I was able to get a few of the smaller ones (mogul pilot screws) from LGBofA after I stupidly lost them while changing out a snow plow. 

But this was before the end of LGB, so I couldn't comment on how easy it would be to get parts from them anymore.


----------



## 556789 (Apr 25, 2008)

Thanks Matt: 
It's beginning to look like everyone has sold out of their LGB "stuff". I'm hoping that someone can identify the screw sizes that LGB have been using and, if I'm really lucky, be able to name a source for "after market" screws. Jim


----------



## Dan Pierce (Jan 2, 2008)

69002 is the LGB part number for a bag of 100 screws. 

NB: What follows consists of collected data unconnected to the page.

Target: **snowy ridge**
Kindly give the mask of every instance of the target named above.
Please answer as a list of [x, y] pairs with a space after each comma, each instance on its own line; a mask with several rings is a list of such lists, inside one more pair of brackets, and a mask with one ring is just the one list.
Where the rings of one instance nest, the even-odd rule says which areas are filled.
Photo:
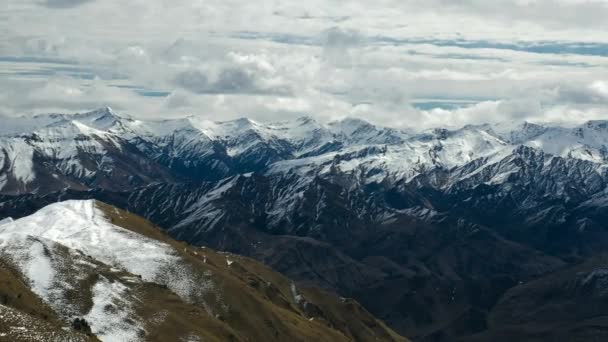
[[[407, 184], [408, 191], [430, 187], [447, 196], [484, 185], [500, 189], [494, 196], [500, 198], [512, 186], [534, 184], [546, 198], [571, 201], [590, 200], [608, 182], [606, 121], [574, 127], [510, 122], [415, 132], [349, 118], [328, 124], [311, 117], [269, 123], [197, 116], [146, 121], [110, 109], [32, 120], [26, 126], [38, 126], [33, 133], [0, 136], [0, 192], [135, 192], [137, 205], [152, 196], [160, 203], [150, 203], [146, 217], [175, 211], [163, 223], [185, 236], [239, 224], [243, 217], [229, 204], [235, 196], [252, 201], [245, 207], [253, 218], [246, 220], [265, 222], [270, 229], [315, 229], [316, 219], [329, 210], [319, 179], [351, 192], [340, 201], [357, 217], [374, 222], [407, 208], [398, 204], [387, 210], [367, 198], [366, 187], [392, 191]], [[172, 190], [174, 183], [200, 187], [189, 193], [187, 186]], [[307, 201], [316, 204], [310, 222], [298, 214], [313, 205]], [[421, 206], [413, 208], [416, 212], [434, 210], [419, 198], [408, 205]], [[532, 206], [521, 205], [526, 210]]]
[[[380, 182], [387, 177], [409, 179], [435, 167], [452, 168], [490, 157], [509, 147], [513, 148], [483, 130], [434, 131], [409, 138], [403, 144], [351, 146], [320, 156], [277, 162], [270, 166], [269, 174], [324, 174], [338, 169], [361, 173], [366, 182]], [[370, 175], [365, 176], [367, 173]]]
[[[33, 133], [0, 136], [0, 192], [129, 192], [158, 183], [204, 183], [195, 194], [177, 195], [176, 201], [159, 190], [163, 203], [154, 203], [147, 213], [178, 211], [167, 224], [174, 231], [192, 229], [185, 233], [190, 235], [236, 220], [225, 200], [236, 194], [263, 201], [263, 207], [251, 204], [252, 215], [271, 227], [298, 222], [305, 229], [311, 223], [300, 222], [297, 213], [306, 205], [305, 197], [315, 193], [318, 178], [351, 192], [405, 182], [446, 193], [479, 185], [504, 186], [508, 193], [507, 184], [533, 182], [542, 184], [549, 197], [569, 200], [576, 197], [567, 190], [570, 184], [584, 189], [585, 196], [593, 195], [608, 170], [605, 121], [575, 127], [510, 122], [415, 132], [349, 118], [328, 124], [311, 117], [268, 123], [197, 116], [146, 121], [110, 109], [32, 120], [24, 125], [36, 126]], [[245, 175], [252, 174], [267, 183], [247, 180]], [[326, 207], [327, 198], [318, 195], [314, 217]], [[341, 200], [357, 216], [380, 221], [404, 209], [386, 211], [364, 198]]]
[[[371, 183], [411, 179], [477, 159], [489, 162], [522, 145], [565, 158], [608, 161], [605, 121], [575, 127], [512, 122], [414, 132], [351, 118], [328, 124], [311, 117], [268, 123], [197, 116], [146, 121], [121, 117], [109, 108], [2, 120], [0, 191], [11, 194], [95, 188], [116, 183], [120, 174], [136, 174], [137, 182], [121, 183], [119, 189], [166, 181], [166, 174], [201, 181], [248, 172], [310, 175], [331, 170], [360, 173]], [[149, 174], [161, 167], [166, 169]], [[49, 178], [50, 183], [44, 181]]]
[[[136, 252], [134, 252], [136, 251]], [[36, 214], [0, 223], [0, 257], [21, 271], [30, 287], [64, 318], [78, 314], [67, 291], [99, 267], [138, 278], [112, 282], [103, 276], [93, 288], [93, 307], [85, 317], [103, 341], [136, 341], [142, 325], [131, 308], [130, 282], [168, 286], [186, 301], [213, 289], [196, 276], [173, 247], [115, 226], [95, 201], [67, 201]], [[91, 259], [92, 258], [92, 259]], [[108, 313], [107, 307], [116, 309]], [[129, 324], [125, 320], [129, 318]]]
[[[138, 336], [143, 330], [141, 323], [129, 324], [133, 317], [133, 298], [128, 295], [128, 288], [118, 281], [110, 282], [101, 278], [93, 287], [93, 307], [85, 316], [89, 322], [95, 322], [91, 327], [93, 334], [104, 341], [141, 341]], [[109, 311], [110, 307], [120, 310]]]
[[[254, 177], [228, 180], [206, 199], [215, 202]], [[293, 282], [284, 276], [238, 255], [172, 240], [157, 229], [88, 200], [55, 203], [4, 221], [0, 275], [8, 279], [0, 282], [0, 340], [349, 341], [346, 333], [354, 331], [361, 341], [407, 341], [378, 330], [380, 322], [367, 312], [353, 315], [351, 306], [329, 294], [311, 300], [298, 293], [307, 305], [291, 306]], [[307, 310], [323, 305], [338, 310], [337, 319], [349, 317], [353, 326], [375, 330], [335, 330], [323, 321], [332, 322], [334, 314]], [[264, 328], [271, 320], [293, 322], [294, 328]]]
[[[81, 251], [148, 280], [154, 280], [162, 265], [176, 258], [168, 246], [112, 225], [95, 208], [94, 201], [48, 206], [35, 215], [3, 225], [0, 237], [0, 246], [9, 252], [10, 241], [41, 239]], [[143, 252], [133, 254], [133, 248]]]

These are getting harder to find. Is there a certain one you need, or are you just 'stocking up on parts"? 

I do have some extras.


----------



## 556789 (Apr 25, 2008)

Hi Dan: I'd taken a mogul tender apart in order to modify it to accept a larger speaker. Somehow, during the process I lost the four screws which anchored the body to the frame .... thus the panic to find replacements.... I really don't want to use another size, thus having to re-thread the holes. 

If you have a substitution or suggestion, I'll be eternally grateful. Thanks. 
Jim


----------



## gtrainman (Jan 5, 2008)

556789 


How about this? 

Item number: 290247984139 


http://cgi.ebay.com/LGB-G-TRAIN-ASS...ryZ19154QQssPageNameZWDVWQQrdZ1QQcmdZViewItem


----------



## 556789 (Apr 25, 2008)

Hello Gtrainman: 
Thanks a zillion for sending along the ebay coordinates for the screws. Thanks to you, I was able to locate the listing on the first try. Unfortunately, the seller specifically states that he only ships within the U.S. (which excludes me in Canada), but I did drop him a note asking if he'd send it to Canada. 

Thanks again for your kind assistance. 
Jim


----------